Schwinger effect in de Sitter space (1401.4137v2)

Abstract: We consider Schwinger pair production in 1+1 dimensional de Sitter space, filled with a constant electric field $E$. This can be thought of as a model for describing false vacuum decay beyond the semiclassical approximation, where pairs of a quantum field $\phi$ of mass $m$ and charge $e$ play the role of vacuum bubbles. We find that the adiabatic "in" vacuum associated with the flat chart develops a space-like expectation value for the current $J$, which manifestly breaks the de Sitter invariance of the background fields.
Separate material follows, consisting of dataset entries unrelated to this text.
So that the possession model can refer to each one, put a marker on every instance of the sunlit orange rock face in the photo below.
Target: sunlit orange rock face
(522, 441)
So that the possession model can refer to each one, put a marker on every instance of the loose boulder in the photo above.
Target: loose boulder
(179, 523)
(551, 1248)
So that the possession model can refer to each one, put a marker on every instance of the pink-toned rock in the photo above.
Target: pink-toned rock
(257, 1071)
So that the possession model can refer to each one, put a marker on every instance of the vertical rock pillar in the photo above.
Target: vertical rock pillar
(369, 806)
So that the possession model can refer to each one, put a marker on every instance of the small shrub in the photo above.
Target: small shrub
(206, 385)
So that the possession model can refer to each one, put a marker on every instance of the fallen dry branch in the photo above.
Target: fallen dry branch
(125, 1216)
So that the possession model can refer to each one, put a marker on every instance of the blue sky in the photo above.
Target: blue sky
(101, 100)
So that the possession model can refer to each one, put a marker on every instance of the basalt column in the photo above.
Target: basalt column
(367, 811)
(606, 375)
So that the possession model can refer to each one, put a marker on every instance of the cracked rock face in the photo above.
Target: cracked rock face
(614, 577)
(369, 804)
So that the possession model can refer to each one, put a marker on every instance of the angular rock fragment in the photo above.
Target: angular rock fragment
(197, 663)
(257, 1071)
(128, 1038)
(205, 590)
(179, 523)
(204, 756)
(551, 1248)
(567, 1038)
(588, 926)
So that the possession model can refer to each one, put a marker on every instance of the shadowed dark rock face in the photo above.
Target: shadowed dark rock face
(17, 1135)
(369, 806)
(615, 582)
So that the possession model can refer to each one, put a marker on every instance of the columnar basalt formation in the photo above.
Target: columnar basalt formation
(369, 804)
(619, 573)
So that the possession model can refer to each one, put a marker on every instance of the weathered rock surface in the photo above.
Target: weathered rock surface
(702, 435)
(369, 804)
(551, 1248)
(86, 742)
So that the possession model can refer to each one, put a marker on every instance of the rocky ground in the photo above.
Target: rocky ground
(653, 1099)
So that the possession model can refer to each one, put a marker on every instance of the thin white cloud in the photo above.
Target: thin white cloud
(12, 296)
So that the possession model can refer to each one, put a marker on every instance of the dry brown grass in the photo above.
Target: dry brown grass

We derive a simple expression for $J(E)$, showing that both "upward" and "downward" tunneling contribute to the build-up of the current. For heavy fields, with $m^2\gg eE,H^2$, the current is exponentially suppressed, in agreement with the results of semiclassical instanton methods. Here $H$ is the inverse de Sitter radius. On the other hand, light fields with $ m \ll H$ lead to a phenomenon of infrared hyperconductivity, where a very small electric field $mH \lesssim eE \ll H^2$ leads to a very large current $J \sim H^3 /E$. We also show that all Hadamard states for $\phi$ necessarily break de Sitter invariance. Finally, we comment on the role of initial conditions, and "persistence of memory" effects.